Crédit photo ©VesselFinder
Dernier coup de feu du président démocrate avant de raccrocher les gants. Quelques jours avant l'investiture du président élu Donald Trump, moins vindicatif à l'égard du pays de Vladimir Poutine, Joe Biden déploie un arsenal punitif impressionnant. L'analyse des données de l'Ofac américain est sans appel : sur les 155 navires traqués, la majorité relève de registres maritimes avec pignon sur rue. Mais les choses pourraient changer.

Jusqu’au bout, Joe Biden n’aura pas lâché la traque de la flotte fantôme, qui engrange 10 nouveaux pétroliers par mois, selon la société de courtage BRS. Dernier coup de feu du président démocrate avant de raccrocher les gants.
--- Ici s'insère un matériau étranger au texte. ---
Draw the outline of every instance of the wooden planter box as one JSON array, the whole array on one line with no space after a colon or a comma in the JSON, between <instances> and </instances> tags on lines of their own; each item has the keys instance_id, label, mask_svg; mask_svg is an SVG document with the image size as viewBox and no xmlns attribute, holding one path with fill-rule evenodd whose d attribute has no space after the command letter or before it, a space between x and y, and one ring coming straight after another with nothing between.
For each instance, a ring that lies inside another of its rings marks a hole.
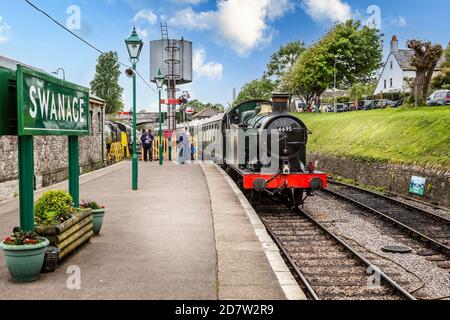
<instances>
[{"instance_id":1,"label":"wooden planter box","mask_svg":"<svg viewBox=\"0 0 450 320\"><path fill-rule=\"evenodd\" d=\"M94 234L91 209L85 209L57 226L36 226L35 231L60 250L61 260L89 241Z\"/></svg>"}]
</instances>

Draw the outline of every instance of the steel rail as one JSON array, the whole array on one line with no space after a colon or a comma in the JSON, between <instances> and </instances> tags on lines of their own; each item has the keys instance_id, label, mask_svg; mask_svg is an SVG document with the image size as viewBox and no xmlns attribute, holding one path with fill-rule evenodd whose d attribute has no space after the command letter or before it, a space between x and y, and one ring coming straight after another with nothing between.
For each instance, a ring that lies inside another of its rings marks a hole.
<instances>
[{"instance_id":1,"label":"steel rail","mask_svg":"<svg viewBox=\"0 0 450 320\"><path fill-rule=\"evenodd\" d=\"M450 223L450 219L448 219L448 218L442 217L442 216L437 215L437 214L435 214L433 212L430 212L430 211L428 211L426 209L419 208L419 207L417 207L417 206L415 206L413 204L406 203L406 202L398 200L398 199L394 199L392 197L389 197L387 195L384 195L384 194L381 194L381 193L378 193L378 192L375 192L375 191L367 190L367 189L361 188L359 186L354 186L354 185L351 185L351 184L348 184L348 183L344 183L344 182L339 182L339 181L329 181L329 183L330 184L334 184L334 185L338 185L338 186L344 186L344 187L348 187L348 188L351 188L351 189L355 189L355 190L364 192L366 194L372 195L374 197L382 198L382 199L384 199L386 201L389 201L391 203L397 204L397 205L402 206L402 207L404 207L406 209L410 209L410 210L413 210L413 211L419 211L419 212L424 213L426 215L429 215L431 218L437 219L437 220L439 220L439 221L441 221L443 223L446 223L446 224ZM430 206L432 206L432 205L430 205ZM441 210L445 210L445 208L442 208L442 207L439 207L439 208Z\"/></svg>"},{"instance_id":2,"label":"steel rail","mask_svg":"<svg viewBox=\"0 0 450 320\"><path fill-rule=\"evenodd\" d=\"M374 213L375 215L378 215L388 221L390 221L391 223L393 223L396 227L398 227L399 229L403 230L403 231L408 231L410 234L413 234L415 236L417 236L417 238L419 240L421 240L422 242L427 243L432 249L434 250L438 250L440 252L442 252L443 254L445 254L446 256L450 257L450 247L446 246L445 244L421 233L420 231L404 224L403 222L398 221L397 219L394 219L392 217L389 217L388 215L384 214L383 212L380 212L377 209L371 208L361 202L359 202L358 200L352 199L348 196L345 196L343 194L340 194L336 191L332 191L330 189L325 189L324 190L326 193L331 194L332 196L336 197L336 198L341 198L346 200L347 202L350 202L358 207L361 207L369 212Z\"/></svg>"},{"instance_id":3,"label":"steel rail","mask_svg":"<svg viewBox=\"0 0 450 320\"><path fill-rule=\"evenodd\" d=\"M300 278L300 281L302 282L303 286L308 291L308 294L313 298L313 300L320 300L319 296L317 295L316 291L313 289L311 284L309 283L308 279L306 279L303 272L300 270L300 268L297 266L297 264L292 259L291 255L287 252L287 250L284 248L283 244L281 243L280 239L275 235L275 233L272 231L272 228L269 227L269 225L261 219L261 222L266 227L267 232L272 237L272 239L277 244L278 248L283 252L283 255L286 257L286 259L289 261L289 264L291 265L292 269L294 269L295 273Z\"/></svg>"},{"instance_id":4,"label":"steel rail","mask_svg":"<svg viewBox=\"0 0 450 320\"><path fill-rule=\"evenodd\" d=\"M319 221L314 219L312 216L310 216L308 213L306 213L304 210L298 208L299 214L303 214L305 217L308 218L312 223L314 223L316 226L318 226L322 231L324 231L328 236L330 236L333 240L338 242L342 247L344 247L345 250L350 252L353 256L355 256L358 260L360 260L362 263L364 263L368 268L372 267L374 270L377 270L380 274L380 277L382 280L384 280L390 287L392 287L395 291L400 293L403 297L405 297L408 300L416 300L416 298L411 295L407 290L402 288L397 282L395 282L392 278L390 278L388 275L386 275L383 271L381 271L376 265L371 263L369 260L364 258L361 254L359 254L357 251L355 251L350 245L348 245L345 241L340 239L338 236L336 236L333 232L331 232L327 227L325 227L323 224L321 224Z\"/></svg>"}]
</instances>

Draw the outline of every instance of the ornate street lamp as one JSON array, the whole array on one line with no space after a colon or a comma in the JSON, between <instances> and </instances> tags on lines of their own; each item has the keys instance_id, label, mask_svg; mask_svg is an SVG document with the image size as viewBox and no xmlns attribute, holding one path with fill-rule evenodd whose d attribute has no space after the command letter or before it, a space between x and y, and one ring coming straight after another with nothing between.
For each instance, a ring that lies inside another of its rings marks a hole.
<instances>
[{"instance_id":1,"label":"ornate street lamp","mask_svg":"<svg viewBox=\"0 0 450 320\"><path fill-rule=\"evenodd\" d=\"M66 70L64 70L63 68L58 68L58 70L56 70L55 72L52 72L53 74L59 75L59 72L62 71L63 74L63 80L66 81Z\"/></svg>"},{"instance_id":2,"label":"ornate street lamp","mask_svg":"<svg viewBox=\"0 0 450 320\"><path fill-rule=\"evenodd\" d=\"M138 189L138 158L136 153L137 134L136 134L136 64L139 61L139 56L142 51L144 43L139 38L136 27L133 28L133 32L128 39L125 39L127 45L128 54L130 55L130 61L133 64L133 156L131 158L133 173L132 173L132 187L133 190Z\"/></svg>"},{"instance_id":3,"label":"ornate street lamp","mask_svg":"<svg viewBox=\"0 0 450 320\"><path fill-rule=\"evenodd\" d=\"M163 165L163 144L162 144L162 113L161 113L161 90L164 85L164 76L161 74L161 69L158 70L158 74L155 76L156 86L159 93L159 165Z\"/></svg>"}]
</instances>

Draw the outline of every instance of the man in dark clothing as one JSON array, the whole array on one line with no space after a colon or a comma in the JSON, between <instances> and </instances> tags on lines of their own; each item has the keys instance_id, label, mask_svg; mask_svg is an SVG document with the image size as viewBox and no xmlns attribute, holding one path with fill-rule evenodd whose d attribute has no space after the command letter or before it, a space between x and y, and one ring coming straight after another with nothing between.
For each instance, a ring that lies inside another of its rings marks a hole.
<instances>
[{"instance_id":1,"label":"man in dark clothing","mask_svg":"<svg viewBox=\"0 0 450 320\"><path fill-rule=\"evenodd\" d=\"M154 139L152 132L149 129L145 130L145 133L141 137L142 148L144 149L144 161L153 161L152 143Z\"/></svg>"}]
</instances>

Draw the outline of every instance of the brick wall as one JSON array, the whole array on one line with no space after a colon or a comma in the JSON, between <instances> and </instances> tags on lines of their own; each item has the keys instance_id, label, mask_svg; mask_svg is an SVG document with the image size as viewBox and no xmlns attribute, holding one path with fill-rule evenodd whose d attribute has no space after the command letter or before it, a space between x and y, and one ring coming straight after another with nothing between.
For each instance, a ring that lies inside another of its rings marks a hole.
<instances>
[{"instance_id":1,"label":"brick wall","mask_svg":"<svg viewBox=\"0 0 450 320\"><path fill-rule=\"evenodd\" d=\"M433 167L400 165L381 162L360 162L322 154L310 154L309 161L319 161L319 170L352 179L359 183L382 187L387 191L450 207L450 172ZM425 197L411 195L411 176L427 178Z\"/></svg>"},{"instance_id":2,"label":"brick wall","mask_svg":"<svg viewBox=\"0 0 450 320\"><path fill-rule=\"evenodd\" d=\"M80 137L80 172L100 168L102 164L101 125L103 105L91 101L91 135ZM36 187L42 188L68 177L68 138L59 136L34 137L34 170ZM105 146L106 153L106 146ZM17 137L0 136L0 201L18 195Z\"/></svg>"}]
</instances>

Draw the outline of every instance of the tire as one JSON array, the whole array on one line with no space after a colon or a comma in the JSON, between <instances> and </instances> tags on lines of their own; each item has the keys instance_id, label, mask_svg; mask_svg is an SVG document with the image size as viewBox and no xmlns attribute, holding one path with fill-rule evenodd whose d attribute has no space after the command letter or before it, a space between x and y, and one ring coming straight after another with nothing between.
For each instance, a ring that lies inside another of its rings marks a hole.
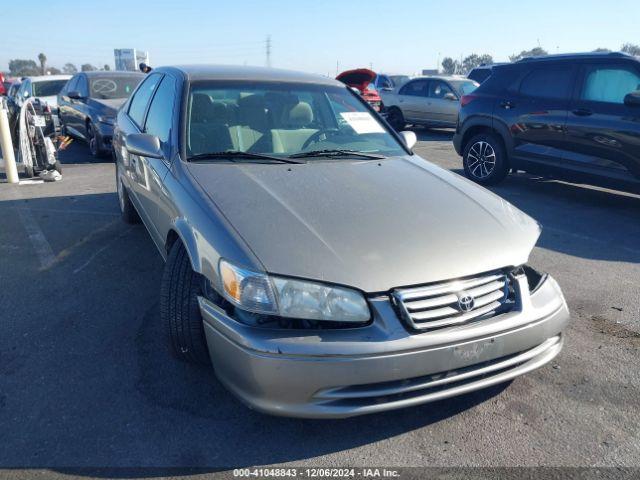
<instances>
[{"instance_id":1,"label":"tire","mask_svg":"<svg viewBox=\"0 0 640 480\"><path fill-rule=\"evenodd\" d=\"M58 162L60 163L60 162ZM118 191L118 203L120 204L120 215L125 223L136 224L140 223L140 216L136 211L136 207L131 203L129 198L129 192L122 184L120 175L118 174L118 166L116 165L116 189Z\"/></svg>"},{"instance_id":2,"label":"tire","mask_svg":"<svg viewBox=\"0 0 640 480\"><path fill-rule=\"evenodd\" d=\"M202 278L191 268L182 242L173 244L162 274L160 319L173 355L200 365L211 363L204 334L198 295Z\"/></svg>"},{"instance_id":3,"label":"tire","mask_svg":"<svg viewBox=\"0 0 640 480\"><path fill-rule=\"evenodd\" d=\"M58 160L56 163L54 163L53 169L56 172L58 172L60 175L62 175L62 164L60 163L60 160Z\"/></svg>"},{"instance_id":4,"label":"tire","mask_svg":"<svg viewBox=\"0 0 640 480\"><path fill-rule=\"evenodd\" d=\"M407 122L404 119L404 115L402 114L402 110L400 110L398 107L389 108L389 113L387 113L387 122L389 122L391 128L393 128L396 132L404 130L404 127L406 127L407 125Z\"/></svg>"},{"instance_id":5,"label":"tire","mask_svg":"<svg viewBox=\"0 0 640 480\"><path fill-rule=\"evenodd\" d=\"M35 171L33 170L33 167L24 167L24 176L27 178L33 178L35 174Z\"/></svg>"},{"instance_id":6,"label":"tire","mask_svg":"<svg viewBox=\"0 0 640 480\"><path fill-rule=\"evenodd\" d=\"M89 153L93 158L101 158L104 155L104 152L100 150L96 128L91 122L87 122L87 144L89 145Z\"/></svg>"},{"instance_id":7,"label":"tire","mask_svg":"<svg viewBox=\"0 0 640 480\"><path fill-rule=\"evenodd\" d=\"M462 154L464 173L481 185L496 185L509 174L509 159L500 139L480 133L467 142Z\"/></svg>"}]
</instances>

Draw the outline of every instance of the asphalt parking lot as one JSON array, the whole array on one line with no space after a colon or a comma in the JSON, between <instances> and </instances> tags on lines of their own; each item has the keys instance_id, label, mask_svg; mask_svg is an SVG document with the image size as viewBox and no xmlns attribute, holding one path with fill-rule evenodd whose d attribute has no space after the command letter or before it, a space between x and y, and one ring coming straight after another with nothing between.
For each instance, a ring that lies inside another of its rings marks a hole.
<instances>
[{"instance_id":1,"label":"asphalt parking lot","mask_svg":"<svg viewBox=\"0 0 640 480\"><path fill-rule=\"evenodd\" d=\"M459 171L451 132L416 132ZM493 188L544 227L531 263L572 312L560 356L453 400L310 421L170 357L163 263L120 221L113 164L77 143L61 159L61 182L0 184L0 468L640 466L640 196L524 174Z\"/></svg>"}]
</instances>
Après l'interdiction du forage en mer, le président américain fait un ultime cadeau à son successeur, dont les positions à l'égard du pays de Vladimir Poutine sont moins vindicatives.

Dans le dernier train de sanctions, à quelques jours de l'investiture du président élu Donald Trump, figure à nouveau le secteur énergétique russe, plus grande source de financement du Kremlin que Washington accuse inlassablement d’être à la solde de l’effort de guerre russe en Ukraine. « Aujourd'hui, le département du Trésor des États-Unis a pris des mesures radicales pour respecter l'engagement pris par le G7 de réduire les revenus de la Russie provenant de l'énergie, notamment en bloquant deux grands producteurs de pétrole russes. Elles sanctionnent également un nombre sans précédent de navires transportant du pétrole, dont beaucoup font partie de la flotte fantôme, des négociants opaques de pétrole russe, des fournisseurs de services pétroliers basés en Russie et des responsables russes du secteur de l'énergie », indique l’Ofac dans la dernière mise à jour de son arsenal punitif, publié le 10 janvier. D’autres décisions, moins médiatisées, concernent « deux projets de gaz naturel liquéfié, un grand projet pétrolier russe et des entités de pays tiers qui soutiennent les exportations énergétiques de la Russie ».

Une magistrale descente

Des dizaines et des dizaines de sociétés œuvrant dans le commerce et la production de pétrole et de gaz russes (dont les deux plus grandes, Gazprom Neft et Sourgoutneftegaz avec une vingtaine de leurs filiales détenues à 50 %), dans l’assurance maritime (Ingosstrakh et Alfastrakhovanie), dans la gestion de flotte ainsi que des prestataires de services spécialisés « essentiels » pour « écouler le brut » viennent s’ajouter à la liste noire déjà fournie de l’Ofac.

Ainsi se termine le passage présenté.